В контрольной серии опытов, где крысам вводили физиологический раствор, все животные погибли от уремии в пределах 5 дней. В обеих опытных сериях выживаемость крыс составила 100%.

Оценивая динамику функциональных показателей почки после внутривенного введения стволовых клеток, мы отметили благоприятный эффект обоих вариантов клеточной терапии. Основные функциональные показатели постепенно восстанавливались после 2-недельного латентного периода, во время которого отмечено даже некоторое повышение концентрации креатинина и мочевины в крови. Их динамика (за исключением канальцевой реабсорбции натрия) в опытах с введением ПК и КМ-МСК была примерно одинаковой. Через 1-1,5 месяца происходила нормализация этих показателей, но через 2-2,5 месяца отмечено временное возрастание уровней креатинина и мочевины в крови при снижении клиренса креатинина. В более отдаленном периоде 3-4 месяца функция почек вновь улучшалась с нормализацией этих параметров. Реабсорбция натрия после введения ПК нормализовалась уже через 4 дня, но в дальнейшем отмечена тенденция к постепенному ухудшению этого показателя и в отдаленном периоде он стойко держался на нижней границе нормы или на субнормальных значениях. В опытах с введением КМ-МСК реабсорбция натрия в почечных канальцах оставалась сниженной в пределах 2 недель, но позднее нормализовалась и сохранялась на нормальном уровне в течение 2-2,5 месяцев. В более отдаленном периоде отмечено стойкое снижение этого показателя.

При сравнении результатов экспериментов 1-й и 2-й серий видно, что введение ПК оказалось более эффективным в плане сроков наступления терапевтического эффекта в опытах со стабильной ХПН (1-я серия) по сравнению с экспериментами, где вызывали обострение ХПН дополнительным ишемическим воздействием (2-я серия). Динамика функциональных показателей при введении крысам КМ-МСК в 1-й и 2-й сериях была схожа.
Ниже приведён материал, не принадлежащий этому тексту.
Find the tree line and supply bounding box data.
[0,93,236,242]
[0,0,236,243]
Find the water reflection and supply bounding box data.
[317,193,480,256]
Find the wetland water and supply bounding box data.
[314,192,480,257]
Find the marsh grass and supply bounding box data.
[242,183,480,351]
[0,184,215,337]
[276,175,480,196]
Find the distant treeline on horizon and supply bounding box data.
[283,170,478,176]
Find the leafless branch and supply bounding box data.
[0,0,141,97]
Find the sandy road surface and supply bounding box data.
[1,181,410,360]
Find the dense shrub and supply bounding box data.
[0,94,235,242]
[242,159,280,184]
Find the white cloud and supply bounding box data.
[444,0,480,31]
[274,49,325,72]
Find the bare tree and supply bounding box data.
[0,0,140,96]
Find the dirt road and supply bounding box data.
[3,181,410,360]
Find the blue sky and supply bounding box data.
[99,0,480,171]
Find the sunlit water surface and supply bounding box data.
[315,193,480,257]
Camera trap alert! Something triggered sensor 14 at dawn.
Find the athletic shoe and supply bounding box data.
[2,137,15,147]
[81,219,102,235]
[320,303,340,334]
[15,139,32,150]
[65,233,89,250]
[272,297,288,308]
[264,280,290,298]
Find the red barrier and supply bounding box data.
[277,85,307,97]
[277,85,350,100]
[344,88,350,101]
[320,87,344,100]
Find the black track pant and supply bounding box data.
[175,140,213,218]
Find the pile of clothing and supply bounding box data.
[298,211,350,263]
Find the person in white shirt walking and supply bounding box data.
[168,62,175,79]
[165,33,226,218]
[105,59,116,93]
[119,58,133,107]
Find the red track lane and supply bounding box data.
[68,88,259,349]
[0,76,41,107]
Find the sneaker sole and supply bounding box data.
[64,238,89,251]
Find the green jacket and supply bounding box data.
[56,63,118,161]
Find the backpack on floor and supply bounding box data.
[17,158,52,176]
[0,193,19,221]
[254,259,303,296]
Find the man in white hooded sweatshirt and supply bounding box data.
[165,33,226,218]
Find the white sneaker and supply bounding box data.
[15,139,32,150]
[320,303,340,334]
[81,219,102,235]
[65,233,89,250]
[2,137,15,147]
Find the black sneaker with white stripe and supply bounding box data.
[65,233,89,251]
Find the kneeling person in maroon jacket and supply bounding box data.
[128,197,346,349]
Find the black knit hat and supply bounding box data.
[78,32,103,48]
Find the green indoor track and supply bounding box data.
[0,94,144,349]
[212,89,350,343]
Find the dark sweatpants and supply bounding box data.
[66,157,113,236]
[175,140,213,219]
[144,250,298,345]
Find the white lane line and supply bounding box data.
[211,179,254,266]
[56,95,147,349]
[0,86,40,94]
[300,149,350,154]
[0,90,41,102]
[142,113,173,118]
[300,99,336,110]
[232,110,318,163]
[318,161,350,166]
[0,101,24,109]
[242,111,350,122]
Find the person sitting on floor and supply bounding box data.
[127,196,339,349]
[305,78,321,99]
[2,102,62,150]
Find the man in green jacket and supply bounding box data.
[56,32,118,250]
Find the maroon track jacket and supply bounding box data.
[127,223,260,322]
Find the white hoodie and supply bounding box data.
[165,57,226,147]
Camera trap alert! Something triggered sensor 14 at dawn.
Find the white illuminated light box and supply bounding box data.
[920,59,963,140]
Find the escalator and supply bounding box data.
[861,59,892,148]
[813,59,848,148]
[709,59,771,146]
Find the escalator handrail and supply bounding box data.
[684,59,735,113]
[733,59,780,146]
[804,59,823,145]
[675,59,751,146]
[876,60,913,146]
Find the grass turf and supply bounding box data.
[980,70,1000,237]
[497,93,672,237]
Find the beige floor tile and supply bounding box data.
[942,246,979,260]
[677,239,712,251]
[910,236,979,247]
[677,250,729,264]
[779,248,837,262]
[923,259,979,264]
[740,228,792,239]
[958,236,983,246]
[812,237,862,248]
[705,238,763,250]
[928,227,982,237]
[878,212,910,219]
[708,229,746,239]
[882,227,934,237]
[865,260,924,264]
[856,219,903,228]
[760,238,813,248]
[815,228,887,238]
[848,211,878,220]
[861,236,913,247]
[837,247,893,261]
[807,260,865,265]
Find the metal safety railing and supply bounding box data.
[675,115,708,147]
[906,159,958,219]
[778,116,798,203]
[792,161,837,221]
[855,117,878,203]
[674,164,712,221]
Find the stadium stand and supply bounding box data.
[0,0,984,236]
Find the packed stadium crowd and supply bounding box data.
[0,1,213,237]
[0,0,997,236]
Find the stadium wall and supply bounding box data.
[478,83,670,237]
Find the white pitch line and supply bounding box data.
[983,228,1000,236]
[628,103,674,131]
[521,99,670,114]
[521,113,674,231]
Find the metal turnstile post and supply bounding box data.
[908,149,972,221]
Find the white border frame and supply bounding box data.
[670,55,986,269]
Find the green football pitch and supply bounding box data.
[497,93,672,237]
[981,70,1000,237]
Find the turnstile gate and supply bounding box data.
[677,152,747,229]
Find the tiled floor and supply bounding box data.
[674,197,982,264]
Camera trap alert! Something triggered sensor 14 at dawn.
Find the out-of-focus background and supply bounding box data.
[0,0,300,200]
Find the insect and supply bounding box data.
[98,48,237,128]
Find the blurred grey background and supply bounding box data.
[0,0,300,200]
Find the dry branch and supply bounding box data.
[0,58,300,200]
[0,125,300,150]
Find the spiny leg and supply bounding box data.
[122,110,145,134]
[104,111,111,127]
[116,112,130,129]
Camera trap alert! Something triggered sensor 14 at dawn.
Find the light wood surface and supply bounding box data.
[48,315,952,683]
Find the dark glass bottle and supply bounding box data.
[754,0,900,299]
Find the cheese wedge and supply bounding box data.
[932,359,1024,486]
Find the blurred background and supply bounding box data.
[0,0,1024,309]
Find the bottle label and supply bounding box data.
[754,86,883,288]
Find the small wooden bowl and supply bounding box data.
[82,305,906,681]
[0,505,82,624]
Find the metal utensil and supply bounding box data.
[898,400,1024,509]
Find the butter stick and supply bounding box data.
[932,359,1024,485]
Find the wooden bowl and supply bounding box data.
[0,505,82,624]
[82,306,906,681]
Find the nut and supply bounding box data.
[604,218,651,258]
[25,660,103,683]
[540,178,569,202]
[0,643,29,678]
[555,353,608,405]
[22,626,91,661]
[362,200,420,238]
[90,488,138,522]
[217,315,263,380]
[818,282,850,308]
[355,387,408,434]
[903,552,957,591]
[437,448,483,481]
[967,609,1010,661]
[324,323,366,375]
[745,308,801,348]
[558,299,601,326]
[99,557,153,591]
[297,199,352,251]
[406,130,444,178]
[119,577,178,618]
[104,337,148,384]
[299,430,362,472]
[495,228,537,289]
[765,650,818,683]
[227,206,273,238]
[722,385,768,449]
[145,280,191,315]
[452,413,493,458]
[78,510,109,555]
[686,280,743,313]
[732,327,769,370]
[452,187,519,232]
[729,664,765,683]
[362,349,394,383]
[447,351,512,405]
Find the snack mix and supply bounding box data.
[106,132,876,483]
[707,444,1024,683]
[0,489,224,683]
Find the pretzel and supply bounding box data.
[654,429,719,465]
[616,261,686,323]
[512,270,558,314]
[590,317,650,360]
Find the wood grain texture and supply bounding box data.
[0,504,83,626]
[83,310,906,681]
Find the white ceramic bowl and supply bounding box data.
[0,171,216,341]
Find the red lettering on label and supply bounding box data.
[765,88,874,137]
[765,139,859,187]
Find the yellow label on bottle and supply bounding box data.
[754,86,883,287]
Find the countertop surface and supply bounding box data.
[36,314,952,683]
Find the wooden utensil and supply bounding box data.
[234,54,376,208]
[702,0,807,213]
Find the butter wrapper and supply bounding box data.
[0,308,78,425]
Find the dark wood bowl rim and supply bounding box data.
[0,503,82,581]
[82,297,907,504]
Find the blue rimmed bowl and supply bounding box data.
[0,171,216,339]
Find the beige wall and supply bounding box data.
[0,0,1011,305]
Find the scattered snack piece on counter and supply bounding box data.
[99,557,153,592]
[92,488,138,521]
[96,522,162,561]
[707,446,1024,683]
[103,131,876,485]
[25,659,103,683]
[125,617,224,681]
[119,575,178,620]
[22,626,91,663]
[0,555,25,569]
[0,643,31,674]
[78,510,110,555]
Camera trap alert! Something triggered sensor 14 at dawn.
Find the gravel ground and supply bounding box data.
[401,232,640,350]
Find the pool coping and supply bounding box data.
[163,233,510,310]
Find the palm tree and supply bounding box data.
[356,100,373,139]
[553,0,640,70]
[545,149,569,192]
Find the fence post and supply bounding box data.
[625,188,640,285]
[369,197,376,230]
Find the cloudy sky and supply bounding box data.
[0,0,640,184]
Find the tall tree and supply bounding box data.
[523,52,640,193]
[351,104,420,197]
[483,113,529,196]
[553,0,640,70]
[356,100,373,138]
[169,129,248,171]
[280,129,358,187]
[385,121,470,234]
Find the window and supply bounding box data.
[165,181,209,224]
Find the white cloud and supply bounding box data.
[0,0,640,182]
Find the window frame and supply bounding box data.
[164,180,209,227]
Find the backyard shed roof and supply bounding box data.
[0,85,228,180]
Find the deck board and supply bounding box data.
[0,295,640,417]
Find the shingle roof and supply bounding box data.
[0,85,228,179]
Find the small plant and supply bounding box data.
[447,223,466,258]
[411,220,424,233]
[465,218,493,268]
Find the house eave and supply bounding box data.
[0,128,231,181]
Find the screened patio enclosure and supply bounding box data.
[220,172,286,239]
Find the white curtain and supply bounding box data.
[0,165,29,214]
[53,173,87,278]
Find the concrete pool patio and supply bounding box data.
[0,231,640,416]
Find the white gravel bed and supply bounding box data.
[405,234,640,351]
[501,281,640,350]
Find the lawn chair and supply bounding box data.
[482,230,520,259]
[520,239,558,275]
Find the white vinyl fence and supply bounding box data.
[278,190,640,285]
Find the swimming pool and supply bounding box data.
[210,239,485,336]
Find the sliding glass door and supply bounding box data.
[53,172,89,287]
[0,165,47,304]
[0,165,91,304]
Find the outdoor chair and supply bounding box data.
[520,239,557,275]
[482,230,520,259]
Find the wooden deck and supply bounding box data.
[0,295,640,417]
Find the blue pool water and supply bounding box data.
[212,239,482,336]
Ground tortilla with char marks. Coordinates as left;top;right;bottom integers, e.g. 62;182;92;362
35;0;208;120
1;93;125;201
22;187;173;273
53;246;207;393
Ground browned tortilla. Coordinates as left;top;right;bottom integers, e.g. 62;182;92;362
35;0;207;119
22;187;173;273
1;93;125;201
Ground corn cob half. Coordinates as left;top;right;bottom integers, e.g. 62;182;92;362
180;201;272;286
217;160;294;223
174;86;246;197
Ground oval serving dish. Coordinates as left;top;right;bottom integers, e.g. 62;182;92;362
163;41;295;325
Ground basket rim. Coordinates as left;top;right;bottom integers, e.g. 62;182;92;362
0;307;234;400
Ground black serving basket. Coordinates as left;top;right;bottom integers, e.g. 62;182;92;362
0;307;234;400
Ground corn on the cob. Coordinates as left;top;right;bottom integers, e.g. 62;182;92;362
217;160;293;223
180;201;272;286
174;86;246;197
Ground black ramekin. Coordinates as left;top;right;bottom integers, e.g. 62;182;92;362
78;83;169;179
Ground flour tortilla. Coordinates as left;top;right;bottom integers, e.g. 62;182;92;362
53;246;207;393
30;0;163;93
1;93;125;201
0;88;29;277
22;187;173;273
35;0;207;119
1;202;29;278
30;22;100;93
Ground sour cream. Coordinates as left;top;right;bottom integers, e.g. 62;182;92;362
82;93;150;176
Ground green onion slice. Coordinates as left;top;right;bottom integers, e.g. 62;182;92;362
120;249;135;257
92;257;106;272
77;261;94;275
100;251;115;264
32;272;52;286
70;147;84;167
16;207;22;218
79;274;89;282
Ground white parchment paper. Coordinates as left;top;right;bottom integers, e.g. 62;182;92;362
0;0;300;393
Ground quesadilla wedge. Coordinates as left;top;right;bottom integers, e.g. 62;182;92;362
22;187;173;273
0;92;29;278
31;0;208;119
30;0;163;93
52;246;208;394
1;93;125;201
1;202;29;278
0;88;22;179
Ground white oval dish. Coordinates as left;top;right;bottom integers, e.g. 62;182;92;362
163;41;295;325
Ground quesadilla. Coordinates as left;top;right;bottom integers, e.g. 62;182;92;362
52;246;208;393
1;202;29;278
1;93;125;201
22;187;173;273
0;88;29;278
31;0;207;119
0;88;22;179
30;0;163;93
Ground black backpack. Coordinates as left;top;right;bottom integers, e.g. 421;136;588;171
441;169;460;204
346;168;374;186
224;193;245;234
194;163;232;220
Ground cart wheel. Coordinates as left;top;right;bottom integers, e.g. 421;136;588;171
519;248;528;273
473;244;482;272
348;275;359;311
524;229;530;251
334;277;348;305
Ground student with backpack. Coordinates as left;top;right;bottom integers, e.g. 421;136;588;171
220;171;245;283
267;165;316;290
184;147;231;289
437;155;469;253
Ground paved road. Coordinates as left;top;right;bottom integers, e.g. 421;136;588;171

Терапевтический эффект наступал лишь через 2 недели.

В обеих сериях отмечено транзиторное ухудшение функциональных показателей через 2-2,5 месяца, причина которого пока неясна.

Обращает на себя внимание, что фильтрационная функция почечных клубочков при клеточной терапии восстанавливается более полно, чем реабсорбционная функция почечных канальцев как после введения ПК, так и после введения КМ-МСК. Реабсорбция натрия после периода нормализации в отдаленном периоде вновь снижается до субнормальных цифр.

1. Способ лечения хронической и острой почечной недостаточности, включающий получение донорского материала и введение его объекту лечения, отличающийся тем, что получают донорский фетальный материал, кроме человеческого, содержащий монокультуру или смешанную культуру популяции клеток, включающей культуру стволовых клеток, состоящую из гемопоэтических и мезенхимальных клеток, выделенных в виде суспензии из фетального костного мозга трубчатых костей и/или культуру прогениторных клеток, состоящую из эпителиальных и мезенхимальных клеток, выделенных в виде суспензии из фетальных почек, с последующим культивированием первичной клеточной суспензии этих клеток до состояния монослоя в питательной ростовой среде DMEM/F-12 в соотношении 1:1 с добавлением 10% телячьей сыворотки и 0,02% гентамицина, и полученный клеточный донорский материал вводят объекту лечения в виде суспензии в физиологическом растворе с концентрацией клеточных элементов от 5 до 20 млн клеток на 1 кг веса объекта лечения.

2. Способ по п.1, отличающийся тем, что культивированные клетки вводят объекту лечения с хронической почечной недостаточностью.

3. Способ по п.2, отличающийся тем, что культивированные клетки вводят непосредственно в поврежденную почку.

4. Способ по п.2, отличающийся тем, что культивированные клетки вводят в почечную артерию.

5. Способ по п.2, отличающийся тем, что культивированные клетки вводят внутривенно.

6. Способ по п.1, отличающийся тем, что культивированные клетки вводят объекту лечения с острой почечной недостаточностью.

7. Способ по п.6, отличающийся тем, что культивированные клетки вводят непосредственно в поврежденную почку.

8. Способ по п.6, отличающийся тем, что культивированные клетки вводят в почечную артерию.

9. Способ по п.6, отличающийся тем, что культивированные клетки вводят внутривенно.

10. Способ по п.1, отличающийся тем, что стволовые костно-мозговые клетки вводят в количестве 1 млн клеток на 1 кг веса в каждую почку.

11. Способ по п.1, отличающийся тем, что прогениторные почечные клетки вводят в количестве 1 млн клеток на 1 кг веса в каждую почку.